Analyzing these clinical cases, and getting into the hospital or a physician’s office sooner in their training, will make all the difference for students, said Brett Colbert, a second-year M.D./Ph.D. student who has been involved in the ongoing process of redesigning the curriculum — a process led by Amar Deshpande, M.D., professor of medicine and assistant dean for medical education.

“What really prepares you to be a physician is your clinical exposure,” Colbert said. “For every patient I’ve seen, I remember that disease much better than if I’d read it in a book.”

That’s a strong message for interviews with prospective students, he said. “We can tell them we are moving to case-based learning and earlier clerkships, which can propel you into the clinical part of your career. Students seem positive about it.”

“These physicians should have the skills to assume leadership roles in medicine.”
— Laurence B. Gardner, M.D.

Students as Pioneers

The new curriculum is truly a work in progress, Dr. Gardner said. “We’ve told every student we’ve interviewed that they’re going to be partners as we develop this curriculum. Pioneers always seen to do well. Our first M.D./M.P.H. class was spectacular.”

Colbert has devoted so much time and energy to this pioneering work in part because “I have some skin in the game.” He begins work on his Ph.D. next year, and will return to finish his M.D. in three or four years.

When he returns, students in years three and four will be pursuing a more targeted, specialized approach to learning by choosing a pathway if they are not enrolled in one of the school’s distinctive dual-degree programs. Pathways in ethics, health policy, population medicine and more traditional fields such as biochemistry and dermatology will be guided by pathway directors, who will serve as mentors to the students and be involved in their research projects.
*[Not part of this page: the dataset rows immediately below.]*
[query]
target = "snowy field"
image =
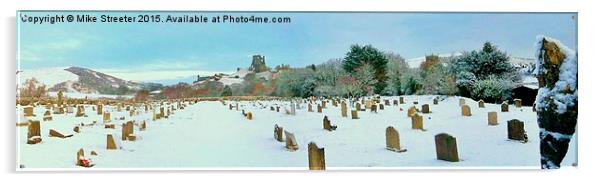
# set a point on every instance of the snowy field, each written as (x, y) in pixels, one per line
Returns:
(208, 135)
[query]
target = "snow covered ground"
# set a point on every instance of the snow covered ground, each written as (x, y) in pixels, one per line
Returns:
(209, 135)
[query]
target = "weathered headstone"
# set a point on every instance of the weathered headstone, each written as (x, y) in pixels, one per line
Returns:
(392, 140)
(466, 110)
(47, 116)
(492, 118)
(518, 103)
(504, 107)
(28, 111)
(425, 109)
(316, 157)
(354, 114)
(33, 132)
(446, 147)
(278, 133)
(462, 101)
(417, 122)
(516, 130)
(327, 125)
(481, 103)
(291, 142)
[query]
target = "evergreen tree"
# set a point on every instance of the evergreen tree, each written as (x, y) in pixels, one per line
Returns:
(360, 55)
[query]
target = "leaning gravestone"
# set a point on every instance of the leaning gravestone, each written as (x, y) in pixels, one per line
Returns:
(504, 107)
(481, 103)
(278, 133)
(417, 122)
(316, 157)
(446, 147)
(492, 118)
(392, 140)
(291, 142)
(516, 130)
(558, 77)
(466, 110)
(33, 132)
(425, 108)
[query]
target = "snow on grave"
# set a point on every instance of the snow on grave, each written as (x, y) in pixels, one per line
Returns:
(54, 133)
(556, 103)
(111, 142)
(278, 133)
(291, 142)
(504, 106)
(392, 140)
(518, 103)
(446, 147)
(47, 116)
(425, 109)
(481, 103)
(28, 111)
(516, 130)
(316, 157)
(33, 132)
(417, 122)
(343, 109)
(466, 110)
(327, 125)
(492, 118)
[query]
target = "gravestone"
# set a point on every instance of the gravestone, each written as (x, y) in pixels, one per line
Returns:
(466, 110)
(392, 140)
(417, 122)
(33, 132)
(278, 133)
(354, 114)
(344, 109)
(516, 130)
(462, 101)
(291, 142)
(425, 108)
(411, 111)
(316, 157)
(504, 107)
(492, 118)
(47, 116)
(373, 108)
(446, 147)
(326, 124)
(28, 111)
(518, 103)
(249, 116)
(106, 117)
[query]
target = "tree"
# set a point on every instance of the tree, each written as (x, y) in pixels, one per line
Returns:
(360, 55)
(32, 88)
(396, 66)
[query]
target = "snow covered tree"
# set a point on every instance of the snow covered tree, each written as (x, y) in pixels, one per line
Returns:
(360, 55)
(556, 102)
(395, 68)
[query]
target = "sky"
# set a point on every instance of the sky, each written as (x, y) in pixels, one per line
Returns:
(171, 52)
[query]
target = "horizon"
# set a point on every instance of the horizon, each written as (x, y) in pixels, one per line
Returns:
(170, 53)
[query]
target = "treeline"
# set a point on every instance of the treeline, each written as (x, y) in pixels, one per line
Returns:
(364, 70)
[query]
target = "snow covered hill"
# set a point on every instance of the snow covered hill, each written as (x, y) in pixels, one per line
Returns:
(77, 80)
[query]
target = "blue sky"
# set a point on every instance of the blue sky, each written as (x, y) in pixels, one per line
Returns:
(165, 51)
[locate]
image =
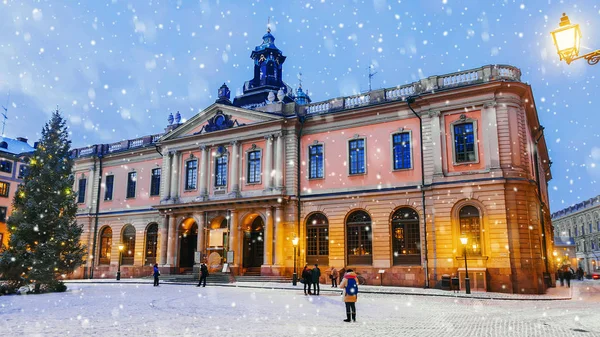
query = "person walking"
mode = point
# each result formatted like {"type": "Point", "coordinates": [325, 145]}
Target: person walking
{"type": "Point", "coordinates": [316, 274]}
{"type": "Point", "coordinates": [333, 276]}
{"type": "Point", "coordinates": [341, 275]}
{"type": "Point", "coordinates": [561, 277]}
{"type": "Point", "coordinates": [203, 275]}
{"type": "Point", "coordinates": [568, 275]}
{"type": "Point", "coordinates": [306, 276]}
{"type": "Point", "coordinates": [156, 274]}
{"type": "Point", "coordinates": [349, 287]}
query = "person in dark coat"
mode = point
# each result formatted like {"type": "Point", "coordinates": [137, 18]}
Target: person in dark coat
{"type": "Point", "coordinates": [569, 275]}
{"type": "Point", "coordinates": [561, 277]}
{"type": "Point", "coordinates": [306, 276]}
{"type": "Point", "coordinates": [203, 275]}
{"type": "Point", "coordinates": [316, 274]}
{"type": "Point", "coordinates": [156, 274]}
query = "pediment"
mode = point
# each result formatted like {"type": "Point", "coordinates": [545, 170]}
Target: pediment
{"type": "Point", "coordinates": [219, 117]}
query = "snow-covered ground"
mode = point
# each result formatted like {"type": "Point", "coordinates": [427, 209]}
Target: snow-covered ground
{"type": "Point", "coordinates": [184, 310]}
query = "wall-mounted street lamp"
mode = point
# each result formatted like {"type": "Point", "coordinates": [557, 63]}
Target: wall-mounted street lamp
{"type": "Point", "coordinates": [295, 276]}
{"type": "Point", "coordinates": [120, 257]}
{"type": "Point", "coordinates": [567, 38]}
{"type": "Point", "coordinates": [464, 241]}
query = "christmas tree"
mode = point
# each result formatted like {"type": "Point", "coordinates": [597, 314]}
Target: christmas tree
{"type": "Point", "coordinates": [44, 241]}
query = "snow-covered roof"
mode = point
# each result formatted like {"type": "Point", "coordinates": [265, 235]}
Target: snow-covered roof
{"type": "Point", "coordinates": [14, 146]}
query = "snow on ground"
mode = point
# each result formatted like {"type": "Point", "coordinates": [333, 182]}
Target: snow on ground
{"type": "Point", "coordinates": [185, 310]}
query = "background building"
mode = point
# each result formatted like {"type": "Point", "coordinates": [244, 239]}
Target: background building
{"type": "Point", "coordinates": [14, 155]}
{"type": "Point", "coordinates": [364, 181]}
{"type": "Point", "coordinates": [579, 225]}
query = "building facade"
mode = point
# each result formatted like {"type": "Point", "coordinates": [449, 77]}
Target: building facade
{"type": "Point", "coordinates": [14, 156]}
{"type": "Point", "coordinates": [366, 181]}
{"type": "Point", "coordinates": [579, 226]}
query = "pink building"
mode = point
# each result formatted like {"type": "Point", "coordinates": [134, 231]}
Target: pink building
{"type": "Point", "coordinates": [363, 181]}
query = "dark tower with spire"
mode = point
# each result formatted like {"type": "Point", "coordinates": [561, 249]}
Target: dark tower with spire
{"type": "Point", "coordinates": [268, 71]}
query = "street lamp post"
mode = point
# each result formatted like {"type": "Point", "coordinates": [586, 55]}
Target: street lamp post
{"type": "Point", "coordinates": [567, 38]}
{"type": "Point", "coordinates": [295, 276]}
{"type": "Point", "coordinates": [120, 257]}
{"type": "Point", "coordinates": [467, 280]}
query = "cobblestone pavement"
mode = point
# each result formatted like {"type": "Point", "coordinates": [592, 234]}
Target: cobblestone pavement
{"type": "Point", "coordinates": [185, 310]}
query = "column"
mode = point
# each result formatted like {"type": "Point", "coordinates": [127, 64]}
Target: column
{"type": "Point", "coordinates": [279, 160]}
{"type": "Point", "coordinates": [235, 159]}
{"type": "Point", "coordinates": [203, 171]}
{"type": "Point", "coordinates": [234, 237]}
{"type": "Point", "coordinates": [164, 232]}
{"type": "Point", "coordinates": [200, 244]}
{"type": "Point", "coordinates": [166, 177]}
{"type": "Point", "coordinates": [268, 256]}
{"type": "Point", "coordinates": [436, 142]}
{"type": "Point", "coordinates": [89, 185]}
{"type": "Point", "coordinates": [172, 239]}
{"type": "Point", "coordinates": [490, 135]}
{"type": "Point", "coordinates": [173, 168]}
{"type": "Point", "coordinates": [279, 237]}
{"type": "Point", "coordinates": [176, 170]}
{"type": "Point", "coordinates": [268, 162]}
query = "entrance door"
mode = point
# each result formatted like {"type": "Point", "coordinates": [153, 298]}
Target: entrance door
{"type": "Point", "coordinates": [187, 246]}
{"type": "Point", "coordinates": [254, 244]}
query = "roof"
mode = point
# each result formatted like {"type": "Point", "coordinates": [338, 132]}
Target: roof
{"type": "Point", "coordinates": [15, 147]}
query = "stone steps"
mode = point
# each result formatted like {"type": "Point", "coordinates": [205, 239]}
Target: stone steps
{"type": "Point", "coordinates": [254, 278]}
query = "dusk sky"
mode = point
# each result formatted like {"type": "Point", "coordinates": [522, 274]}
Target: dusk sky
{"type": "Point", "coordinates": [116, 69]}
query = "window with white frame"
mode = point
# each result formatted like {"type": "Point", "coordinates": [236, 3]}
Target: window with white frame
{"type": "Point", "coordinates": [191, 174]}
{"type": "Point", "coordinates": [464, 137]}
{"type": "Point", "coordinates": [254, 167]}
{"type": "Point", "coordinates": [356, 156]}
{"type": "Point", "coordinates": [221, 171]}
{"type": "Point", "coordinates": [401, 150]}
{"type": "Point", "coordinates": [315, 161]}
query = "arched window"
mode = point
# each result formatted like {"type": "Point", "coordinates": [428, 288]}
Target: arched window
{"type": "Point", "coordinates": [470, 227]}
{"type": "Point", "coordinates": [406, 239]}
{"type": "Point", "coordinates": [128, 241]}
{"type": "Point", "coordinates": [317, 239]}
{"type": "Point", "coordinates": [359, 238]}
{"type": "Point", "coordinates": [105, 245]}
{"type": "Point", "coordinates": [151, 242]}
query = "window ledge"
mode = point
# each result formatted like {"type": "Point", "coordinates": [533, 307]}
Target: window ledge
{"type": "Point", "coordinates": [465, 163]}
{"type": "Point", "coordinates": [472, 257]}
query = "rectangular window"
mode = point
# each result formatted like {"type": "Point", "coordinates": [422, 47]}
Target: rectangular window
{"type": "Point", "coordinates": [5, 166]}
{"type": "Point", "coordinates": [81, 192]}
{"type": "Point", "coordinates": [4, 187]}
{"type": "Point", "coordinates": [357, 156]}
{"type": "Point", "coordinates": [254, 167]}
{"type": "Point", "coordinates": [131, 182]}
{"type": "Point", "coordinates": [108, 187]}
{"type": "Point", "coordinates": [155, 182]}
{"type": "Point", "coordinates": [221, 171]}
{"type": "Point", "coordinates": [191, 174]}
{"type": "Point", "coordinates": [401, 144]}
{"type": "Point", "coordinates": [3, 211]}
{"type": "Point", "coordinates": [315, 161]}
{"type": "Point", "coordinates": [23, 171]}
{"type": "Point", "coordinates": [464, 143]}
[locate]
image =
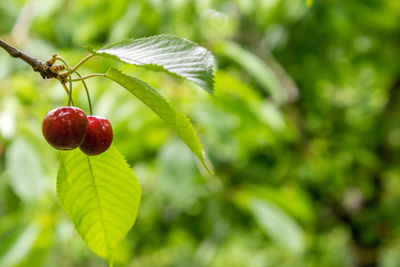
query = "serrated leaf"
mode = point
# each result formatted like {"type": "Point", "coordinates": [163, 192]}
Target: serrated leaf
{"type": "Point", "coordinates": [174, 119]}
{"type": "Point", "coordinates": [166, 52]}
{"type": "Point", "coordinates": [101, 195]}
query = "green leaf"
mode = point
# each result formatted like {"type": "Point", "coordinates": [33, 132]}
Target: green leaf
{"type": "Point", "coordinates": [101, 195]}
{"type": "Point", "coordinates": [168, 53]}
{"type": "Point", "coordinates": [174, 119]}
{"type": "Point", "coordinates": [261, 72]}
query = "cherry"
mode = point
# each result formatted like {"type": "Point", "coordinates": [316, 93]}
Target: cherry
{"type": "Point", "coordinates": [65, 127]}
{"type": "Point", "coordinates": [99, 136]}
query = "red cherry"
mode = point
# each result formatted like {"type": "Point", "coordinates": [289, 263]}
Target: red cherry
{"type": "Point", "coordinates": [65, 127]}
{"type": "Point", "coordinates": [99, 136]}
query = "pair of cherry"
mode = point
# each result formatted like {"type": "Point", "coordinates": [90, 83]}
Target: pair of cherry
{"type": "Point", "coordinates": [67, 128]}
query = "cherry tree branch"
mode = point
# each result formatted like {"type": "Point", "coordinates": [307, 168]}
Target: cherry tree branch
{"type": "Point", "coordinates": [36, 64]}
A significant portion of the basic science curriculum will be moved to the second half of the program. “We realized early on that we teach a lot of the basic sciences before students have a contextual understanding of them,” Dr. Mechaber said. “So the content doesn’t stick as well.”

The early clinical experience will involve a number of specific activities, including rotating through a community provider’s office “to get an idea what the real practice of medicine is like, how it works outside the academic medical center,” Dr. Gardner said.

Students will also work as patient advocates or navigators. “They’re going to identify a small number of patients who have had no access to care, and by the end of the exercise they will describe what it took to get the patient established in the health care system — with a physician, with a clinic, with an appointment for a procedure, with follow-up for an illness discovered at one of our health fairs,” Dr. Gardner said. “They’re going to find out how difficult that is.”

Medical education has been piloting some of the changes with the current student body. “We want them to be partners with us in this process,” Dr. Mechaber said. Most students and faculty are enthusiastic about the opportunity to contribute to this historic initiative. While there has been some resistance to change, Colbert said, demonstrating the benefits and the necessity of an overhaul has been effective. “When we really sit down and explain things and make people shareholders in this, it makes a difference.”

As it will one day make a difference to countless patients, in Miami and around the world.